I sometimes find human American friends unable to understand me — I see them with their heads cocked to the side, knowing that we’re meant to share a common tongue. Robots have even less of a chance, especially when they can’t take facial or contextual clues. They also can’t do what I think my friends often do: simply nod, smile, and ask someone else later what the hell I was chatting about.
Still, I can usually make the machine catch my drift on the second or third attempt, but for those with other accents, it’s sometimes tougher. I bought a PlayStation Camera along with my PS4, (foolishly) expecting it to be an integral part of the next-generation console gaming experience. When I first used it, I called my wife over to watch as I started a game using nothing but the power of my voice. “Cool!” she said. “I’ll try.”
For the record, my wife is from the northeast of England, and she has an accent described in the country as “Geordie.” It’s softened over the years, but she still pronounces words like “book” with an array of extra “oo” vowel sounds, and the word “PlayStation” as “PleeSteetian.” It was enough to confuse my poor console, which tried gamely to work out what she was asking, but couldn’t quite manage it. Of course, the moment we adopted our best California surfer dude accents, it worked on the first try, but the damage had been done. I packed the camera away in its cardboard box and haven’t broken it out since.
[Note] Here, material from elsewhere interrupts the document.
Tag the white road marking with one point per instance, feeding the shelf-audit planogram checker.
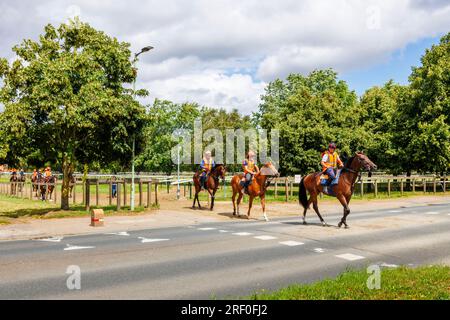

I’ve seen excitingly accented friends have similar trouble with Siri — their scouse, manc, or brummie brogue lost on the posho that lives inside my phone. By the time they’ve repeated their speech for the third time, it’s usually easier to just grab the phone and type in the thing they’re looking for.
And really, is that so bad? Voice controls work fantastically as assistive technology, but every company seems intent on invading public spaces, your home, even your pocket with their own special talking robot. The world is noisy enough already — can’t we just have a little quiet time?